UK scientists to tackle increasing problems caused by space junk

Written by: Tom Austin-Morgan | Published:

Scientists at the UK’s Defence Science and Technology Laboratory (Dstl) are leading an innovative experiment to tackle the growing problem of space junk.

Hundreds of thousands of manmade objects orbit the Earth, but fewer than 5,000 are operational satellites. The most congested area sits within 2000km of the Earth’s surface, known as low Earth orbit (LEO), where collisions can cause further debris. If this problem is not addressed, space junk threatens to make space exploration and satellite launches impossible. It also poses a hazard to existing satellites, which make an important contribution to the UK’s military capability.

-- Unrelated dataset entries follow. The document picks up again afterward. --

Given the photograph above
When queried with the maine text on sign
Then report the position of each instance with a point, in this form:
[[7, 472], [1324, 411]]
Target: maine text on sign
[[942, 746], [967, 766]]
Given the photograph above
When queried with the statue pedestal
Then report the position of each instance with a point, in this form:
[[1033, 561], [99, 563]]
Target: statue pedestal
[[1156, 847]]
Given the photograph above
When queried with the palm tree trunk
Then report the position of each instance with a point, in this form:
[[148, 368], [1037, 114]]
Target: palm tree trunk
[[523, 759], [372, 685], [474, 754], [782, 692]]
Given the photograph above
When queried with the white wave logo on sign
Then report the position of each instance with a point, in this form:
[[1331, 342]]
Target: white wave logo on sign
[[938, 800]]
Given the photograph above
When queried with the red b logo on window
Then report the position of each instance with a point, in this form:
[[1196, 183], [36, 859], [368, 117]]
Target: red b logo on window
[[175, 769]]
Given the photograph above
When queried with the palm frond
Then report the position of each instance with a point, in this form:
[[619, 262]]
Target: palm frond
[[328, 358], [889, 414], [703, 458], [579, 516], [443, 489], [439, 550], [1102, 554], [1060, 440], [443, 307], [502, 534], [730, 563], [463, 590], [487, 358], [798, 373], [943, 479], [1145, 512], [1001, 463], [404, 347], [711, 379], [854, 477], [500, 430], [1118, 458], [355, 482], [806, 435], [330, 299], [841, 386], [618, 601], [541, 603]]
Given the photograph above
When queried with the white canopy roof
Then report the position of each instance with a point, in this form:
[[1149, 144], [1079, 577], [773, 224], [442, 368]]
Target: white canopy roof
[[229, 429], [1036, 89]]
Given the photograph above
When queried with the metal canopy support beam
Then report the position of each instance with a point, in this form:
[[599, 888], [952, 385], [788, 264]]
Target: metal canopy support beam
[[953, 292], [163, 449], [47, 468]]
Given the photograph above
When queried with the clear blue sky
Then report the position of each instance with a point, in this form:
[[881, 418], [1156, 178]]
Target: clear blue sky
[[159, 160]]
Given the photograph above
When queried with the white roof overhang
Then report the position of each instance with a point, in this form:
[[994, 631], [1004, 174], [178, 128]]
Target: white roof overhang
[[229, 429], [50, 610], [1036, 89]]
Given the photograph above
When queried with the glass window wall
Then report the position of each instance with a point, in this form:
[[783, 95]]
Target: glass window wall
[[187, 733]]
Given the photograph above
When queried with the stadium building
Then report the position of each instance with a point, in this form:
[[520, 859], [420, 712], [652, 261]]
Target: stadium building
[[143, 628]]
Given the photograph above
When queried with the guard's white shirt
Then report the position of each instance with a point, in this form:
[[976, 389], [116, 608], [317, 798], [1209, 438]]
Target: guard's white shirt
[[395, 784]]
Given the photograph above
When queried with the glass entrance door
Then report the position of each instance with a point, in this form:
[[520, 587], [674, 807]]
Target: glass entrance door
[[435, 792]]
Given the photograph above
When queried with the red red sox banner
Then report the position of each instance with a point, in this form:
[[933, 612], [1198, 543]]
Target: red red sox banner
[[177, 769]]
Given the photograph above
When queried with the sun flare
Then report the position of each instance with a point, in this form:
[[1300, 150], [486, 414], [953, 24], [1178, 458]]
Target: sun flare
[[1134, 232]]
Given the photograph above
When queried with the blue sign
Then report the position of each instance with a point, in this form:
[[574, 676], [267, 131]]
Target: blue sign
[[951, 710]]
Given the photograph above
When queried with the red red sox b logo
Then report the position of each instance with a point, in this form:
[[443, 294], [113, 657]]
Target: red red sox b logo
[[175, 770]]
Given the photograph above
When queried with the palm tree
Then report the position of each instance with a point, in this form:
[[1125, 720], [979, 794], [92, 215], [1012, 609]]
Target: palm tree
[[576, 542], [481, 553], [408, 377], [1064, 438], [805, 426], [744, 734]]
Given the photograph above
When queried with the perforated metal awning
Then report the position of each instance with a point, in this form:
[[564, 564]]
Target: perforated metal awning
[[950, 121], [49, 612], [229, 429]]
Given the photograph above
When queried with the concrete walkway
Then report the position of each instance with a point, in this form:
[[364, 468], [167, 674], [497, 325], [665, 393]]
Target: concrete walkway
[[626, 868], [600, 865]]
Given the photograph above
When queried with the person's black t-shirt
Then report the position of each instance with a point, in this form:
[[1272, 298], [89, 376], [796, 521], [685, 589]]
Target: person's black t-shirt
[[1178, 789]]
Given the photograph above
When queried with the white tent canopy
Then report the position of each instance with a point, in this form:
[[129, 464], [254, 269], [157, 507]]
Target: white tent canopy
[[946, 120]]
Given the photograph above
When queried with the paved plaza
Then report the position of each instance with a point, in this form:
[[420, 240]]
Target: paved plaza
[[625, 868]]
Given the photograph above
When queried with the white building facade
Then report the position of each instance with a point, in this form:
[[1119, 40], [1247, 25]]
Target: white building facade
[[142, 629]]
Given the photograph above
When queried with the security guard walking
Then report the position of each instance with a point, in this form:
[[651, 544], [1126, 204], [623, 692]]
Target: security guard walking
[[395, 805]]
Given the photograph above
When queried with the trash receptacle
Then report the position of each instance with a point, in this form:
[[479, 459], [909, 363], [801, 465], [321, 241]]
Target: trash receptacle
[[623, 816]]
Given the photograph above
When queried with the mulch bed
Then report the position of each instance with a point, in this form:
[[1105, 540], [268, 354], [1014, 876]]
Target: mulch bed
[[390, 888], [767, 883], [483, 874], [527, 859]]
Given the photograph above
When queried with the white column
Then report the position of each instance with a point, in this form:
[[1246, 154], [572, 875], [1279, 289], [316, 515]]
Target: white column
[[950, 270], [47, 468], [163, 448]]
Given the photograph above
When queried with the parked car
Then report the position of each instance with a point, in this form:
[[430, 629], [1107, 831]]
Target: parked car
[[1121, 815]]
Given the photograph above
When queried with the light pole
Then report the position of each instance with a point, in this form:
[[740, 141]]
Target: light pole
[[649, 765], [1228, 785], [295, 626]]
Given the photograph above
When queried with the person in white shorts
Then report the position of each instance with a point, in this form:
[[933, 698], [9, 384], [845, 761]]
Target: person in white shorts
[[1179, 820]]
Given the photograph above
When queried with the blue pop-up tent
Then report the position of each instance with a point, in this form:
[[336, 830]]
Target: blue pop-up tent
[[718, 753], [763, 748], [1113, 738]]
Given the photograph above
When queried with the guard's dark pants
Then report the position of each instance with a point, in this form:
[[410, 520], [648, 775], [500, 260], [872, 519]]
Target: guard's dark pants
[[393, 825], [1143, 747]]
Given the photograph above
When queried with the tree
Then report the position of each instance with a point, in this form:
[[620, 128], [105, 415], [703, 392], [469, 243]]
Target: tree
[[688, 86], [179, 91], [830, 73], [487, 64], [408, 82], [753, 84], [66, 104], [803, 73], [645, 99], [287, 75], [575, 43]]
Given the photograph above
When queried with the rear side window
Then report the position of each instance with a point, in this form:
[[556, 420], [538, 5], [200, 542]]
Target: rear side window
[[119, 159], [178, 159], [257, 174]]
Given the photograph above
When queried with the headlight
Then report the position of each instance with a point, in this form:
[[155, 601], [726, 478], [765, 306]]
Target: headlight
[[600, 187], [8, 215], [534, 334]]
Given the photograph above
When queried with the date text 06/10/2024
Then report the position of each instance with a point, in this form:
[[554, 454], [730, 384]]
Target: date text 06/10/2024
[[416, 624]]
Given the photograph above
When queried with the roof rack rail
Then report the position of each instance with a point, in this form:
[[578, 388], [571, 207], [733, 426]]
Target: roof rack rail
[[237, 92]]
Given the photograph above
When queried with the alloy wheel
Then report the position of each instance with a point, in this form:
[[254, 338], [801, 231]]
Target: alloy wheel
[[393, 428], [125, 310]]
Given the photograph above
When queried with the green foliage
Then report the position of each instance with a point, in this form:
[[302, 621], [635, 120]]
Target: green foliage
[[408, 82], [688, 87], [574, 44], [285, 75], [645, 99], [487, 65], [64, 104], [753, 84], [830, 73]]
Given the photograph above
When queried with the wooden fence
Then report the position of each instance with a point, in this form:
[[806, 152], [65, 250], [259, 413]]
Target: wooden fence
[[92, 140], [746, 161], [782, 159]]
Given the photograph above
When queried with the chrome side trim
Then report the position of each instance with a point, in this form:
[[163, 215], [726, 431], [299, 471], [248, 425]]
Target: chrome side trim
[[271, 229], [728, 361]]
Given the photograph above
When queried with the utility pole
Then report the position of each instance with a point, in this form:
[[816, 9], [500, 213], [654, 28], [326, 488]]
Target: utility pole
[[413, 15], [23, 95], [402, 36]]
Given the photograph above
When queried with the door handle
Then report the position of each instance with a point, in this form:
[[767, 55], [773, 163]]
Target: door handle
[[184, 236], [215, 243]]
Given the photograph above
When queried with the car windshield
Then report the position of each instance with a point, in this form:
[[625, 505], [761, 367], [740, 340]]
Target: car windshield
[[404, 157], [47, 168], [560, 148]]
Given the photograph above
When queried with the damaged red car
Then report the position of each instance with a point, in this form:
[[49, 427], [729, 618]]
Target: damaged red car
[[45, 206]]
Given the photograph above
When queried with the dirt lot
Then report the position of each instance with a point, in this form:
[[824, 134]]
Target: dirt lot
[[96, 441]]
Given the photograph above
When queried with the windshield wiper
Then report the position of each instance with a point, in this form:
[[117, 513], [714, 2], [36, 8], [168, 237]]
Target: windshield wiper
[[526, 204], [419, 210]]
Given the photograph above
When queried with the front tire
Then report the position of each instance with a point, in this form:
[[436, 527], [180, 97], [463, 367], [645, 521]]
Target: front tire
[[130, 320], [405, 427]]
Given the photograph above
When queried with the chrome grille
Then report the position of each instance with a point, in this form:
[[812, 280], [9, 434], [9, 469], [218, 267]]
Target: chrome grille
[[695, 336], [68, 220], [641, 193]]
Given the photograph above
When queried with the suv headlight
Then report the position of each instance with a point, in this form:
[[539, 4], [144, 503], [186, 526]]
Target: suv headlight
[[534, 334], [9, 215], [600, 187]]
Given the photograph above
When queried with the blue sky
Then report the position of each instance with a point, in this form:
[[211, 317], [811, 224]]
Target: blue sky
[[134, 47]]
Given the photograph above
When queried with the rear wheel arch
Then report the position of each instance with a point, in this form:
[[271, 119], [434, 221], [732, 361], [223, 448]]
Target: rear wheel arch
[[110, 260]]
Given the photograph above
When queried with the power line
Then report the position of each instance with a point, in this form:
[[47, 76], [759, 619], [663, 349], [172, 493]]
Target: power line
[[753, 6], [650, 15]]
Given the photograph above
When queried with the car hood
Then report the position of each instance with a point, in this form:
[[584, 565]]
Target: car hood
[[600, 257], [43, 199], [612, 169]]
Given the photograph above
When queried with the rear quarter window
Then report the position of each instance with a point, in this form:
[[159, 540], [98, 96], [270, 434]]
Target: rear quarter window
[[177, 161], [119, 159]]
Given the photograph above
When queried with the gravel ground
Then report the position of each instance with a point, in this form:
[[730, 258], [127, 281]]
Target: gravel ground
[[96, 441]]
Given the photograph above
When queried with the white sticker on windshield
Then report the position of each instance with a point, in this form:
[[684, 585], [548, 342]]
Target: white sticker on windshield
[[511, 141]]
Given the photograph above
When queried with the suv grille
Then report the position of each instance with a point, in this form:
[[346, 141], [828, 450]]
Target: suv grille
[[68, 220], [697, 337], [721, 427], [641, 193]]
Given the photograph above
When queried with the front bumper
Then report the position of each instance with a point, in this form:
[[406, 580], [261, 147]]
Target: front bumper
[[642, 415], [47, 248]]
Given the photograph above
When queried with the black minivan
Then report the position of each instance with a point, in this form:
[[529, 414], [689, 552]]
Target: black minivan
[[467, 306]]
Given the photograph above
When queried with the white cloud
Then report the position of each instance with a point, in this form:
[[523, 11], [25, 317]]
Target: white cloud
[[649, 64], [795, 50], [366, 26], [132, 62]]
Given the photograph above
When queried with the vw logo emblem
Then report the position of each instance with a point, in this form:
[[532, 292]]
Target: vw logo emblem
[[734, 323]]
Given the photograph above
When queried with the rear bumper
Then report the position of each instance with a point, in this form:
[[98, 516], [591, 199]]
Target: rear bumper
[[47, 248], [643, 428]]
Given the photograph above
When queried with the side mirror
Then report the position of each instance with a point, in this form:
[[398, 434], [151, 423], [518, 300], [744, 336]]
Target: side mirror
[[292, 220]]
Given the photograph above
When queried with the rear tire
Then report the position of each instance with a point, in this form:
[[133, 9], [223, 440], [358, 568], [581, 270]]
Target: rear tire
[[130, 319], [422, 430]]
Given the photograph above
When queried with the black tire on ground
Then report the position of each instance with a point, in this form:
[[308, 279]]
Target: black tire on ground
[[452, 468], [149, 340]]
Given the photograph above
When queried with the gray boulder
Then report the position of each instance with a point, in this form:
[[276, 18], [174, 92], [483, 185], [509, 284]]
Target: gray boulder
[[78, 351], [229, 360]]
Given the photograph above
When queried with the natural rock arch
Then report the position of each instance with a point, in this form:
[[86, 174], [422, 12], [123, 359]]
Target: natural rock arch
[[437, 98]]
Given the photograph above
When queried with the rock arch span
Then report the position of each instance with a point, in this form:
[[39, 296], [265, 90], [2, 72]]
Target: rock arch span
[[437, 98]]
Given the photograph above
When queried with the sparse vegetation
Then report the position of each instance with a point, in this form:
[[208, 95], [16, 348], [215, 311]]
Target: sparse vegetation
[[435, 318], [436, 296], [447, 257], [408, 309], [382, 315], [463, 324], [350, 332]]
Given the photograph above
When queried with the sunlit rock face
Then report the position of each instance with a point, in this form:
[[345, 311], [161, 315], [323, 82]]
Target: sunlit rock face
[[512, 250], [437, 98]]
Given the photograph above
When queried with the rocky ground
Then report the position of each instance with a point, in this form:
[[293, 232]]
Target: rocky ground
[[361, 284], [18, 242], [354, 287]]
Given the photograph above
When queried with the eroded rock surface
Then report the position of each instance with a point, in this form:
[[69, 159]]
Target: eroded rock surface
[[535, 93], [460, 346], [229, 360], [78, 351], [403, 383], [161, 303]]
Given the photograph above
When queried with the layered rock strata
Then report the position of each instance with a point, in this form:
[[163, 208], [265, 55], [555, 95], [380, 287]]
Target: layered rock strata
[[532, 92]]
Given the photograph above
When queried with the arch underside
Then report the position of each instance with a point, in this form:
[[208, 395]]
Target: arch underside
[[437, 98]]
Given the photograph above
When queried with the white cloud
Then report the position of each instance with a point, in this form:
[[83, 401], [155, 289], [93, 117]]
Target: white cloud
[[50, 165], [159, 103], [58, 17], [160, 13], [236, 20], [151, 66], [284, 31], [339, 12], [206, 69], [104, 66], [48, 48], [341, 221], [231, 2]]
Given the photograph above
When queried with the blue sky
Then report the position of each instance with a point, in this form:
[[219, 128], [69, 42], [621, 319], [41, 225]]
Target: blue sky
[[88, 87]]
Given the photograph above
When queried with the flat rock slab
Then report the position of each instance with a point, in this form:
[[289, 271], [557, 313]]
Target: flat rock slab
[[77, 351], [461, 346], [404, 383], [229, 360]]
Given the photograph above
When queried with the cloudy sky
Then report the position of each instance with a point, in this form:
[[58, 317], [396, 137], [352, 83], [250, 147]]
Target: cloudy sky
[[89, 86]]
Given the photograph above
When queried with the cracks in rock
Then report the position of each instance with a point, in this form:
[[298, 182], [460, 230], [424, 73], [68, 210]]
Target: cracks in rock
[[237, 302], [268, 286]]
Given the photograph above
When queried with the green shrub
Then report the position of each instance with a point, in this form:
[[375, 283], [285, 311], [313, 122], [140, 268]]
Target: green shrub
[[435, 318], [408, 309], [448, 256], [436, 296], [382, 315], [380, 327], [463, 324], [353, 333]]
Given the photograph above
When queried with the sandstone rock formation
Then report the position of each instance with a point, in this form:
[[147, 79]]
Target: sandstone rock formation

To tackle this problem, the Inter-Agency Space Debris Coordination Committee (IADC) has proposed that all LEO satellites should be de-orbited within 25 years.

However, the traditional de-orbiting rocket method is expensive. As part of a large collaboration with industry, government and academia, Dstl space scientists are leading in exploring alternative methods.

The Daedalus experiment – part of the Space Situational Awareness Project in Dstl’s Space Programme – is exploring the effect on satellites of so-called Icarus ‘de-orbit sails’, made of 25 micrometre-thick aluminium-coated Kapton, a high heat-resistant polyimide film. When deployed, the sail increases drag, causing a controlled descent into the Earth’s atmosphere where the satellite will burn up.

Sean Murphy, a principal scientist in Dstl’s Space Programme, said: “It’s vitally important that we remove satellites that have reached end of life so they don’t remain in orbit as pieces of space junk.”

The first Daedalus trial has just started. A Canadian satellite, known as CanX-7, deployed its de-orbiting sail in early May 2017 and is expected to burn up in the Earth’s atmosphere in around two years’ time. Two other satellites have been fitted with Icarus de-orbit sails created by Cranfield University and are expected to start their descents later this year.

The experiment results will help to characterise changes in the brightness of the satellite caused by the sail deployment, quantify the drag increase that is due to the de-orbit sail, and critically compare different orbital dynamics models.